One quibble with this otherwise extraordinary book: At the end of part one, chapter eight, Ballard lies wounded in a Union hospital. One night a man named Walter—it’s clearly Walt Whitman, who served as a nurse during the war—wordlessly slips a hand beneath the sheets and brings Ballard to orgasm. This scene, two paragraphs in length, had nothing to do with the story, though it did leaving me wondering whether Uncle Walt was really prowling the hospital wards and arousing wounded soldiers.

Ron Rash’s The Risen (HarperCollins Publishers, 2016, 253 pages, $25.99) tells the story of two brothers dominated by a sadistic grandfather, a physician who wants his grandsons to follow him into medicine. It’s the summer of 1969 in Sylva when young Eugene and Bill Matney meet a free spirit who goes by the name of Ligeia. She entrances the young men, though eventually Bill, the older and more practical brother, realizes Ligeia is manipulating them toward her own ends. Later that fall, Ligeia vanishes from their lives, disappearing as mysteriously as she appeared.
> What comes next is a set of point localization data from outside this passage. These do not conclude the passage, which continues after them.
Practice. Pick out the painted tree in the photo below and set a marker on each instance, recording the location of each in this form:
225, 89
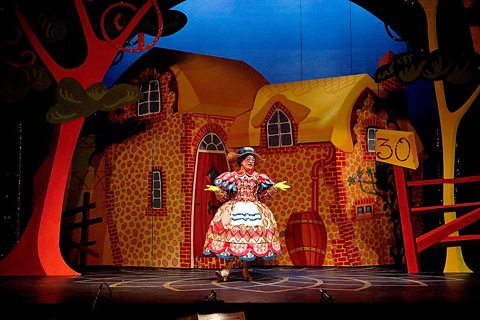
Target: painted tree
80, 93
446, 67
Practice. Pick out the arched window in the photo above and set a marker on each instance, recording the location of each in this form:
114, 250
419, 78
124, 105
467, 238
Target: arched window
151, 102
279, 130
157, 201
211, 142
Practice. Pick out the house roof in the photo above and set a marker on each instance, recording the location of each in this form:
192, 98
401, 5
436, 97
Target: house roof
322, 109
219, 86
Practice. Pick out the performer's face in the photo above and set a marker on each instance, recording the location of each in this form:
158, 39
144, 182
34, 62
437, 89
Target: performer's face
248, 163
Or has she vanished? Forty years later, we discover that Bill, a prominent surgeon, and Eugene, a failed writer and a drunk, have secrets regarding Ligeia and their private “summer of love.” Whatever the circumstances of her disappearance, the events of that summer and its terrible aftermath thrust Ligeia back into their lives. Between them, the brothers must hammer out the events of that long-ago time to arrive at the truth of what happened not only to Ligeia, but also to them.

The Risen is about choices and what those decisions do to us. “You make choices in life,” the grandfather frequently tells Bill and Eugene, “and you must accept the consequences of those choices.” Though Eugene is the narrator of this tale, it is Bill who fascinates us, Bill who knows the truth about Ligeia’s fate and who acts on that truth and guilt by becoming a better man, beloved by his wife, his children, and his patients.

Three fine books, all of them set in the highlands and all appearing within months of one another, stand as further testament to the vitality of Appalachian literature. The authors—Lee Smith, Terry Roberts, and Ron Rash—have, as some folks around here still say, “done us proud.”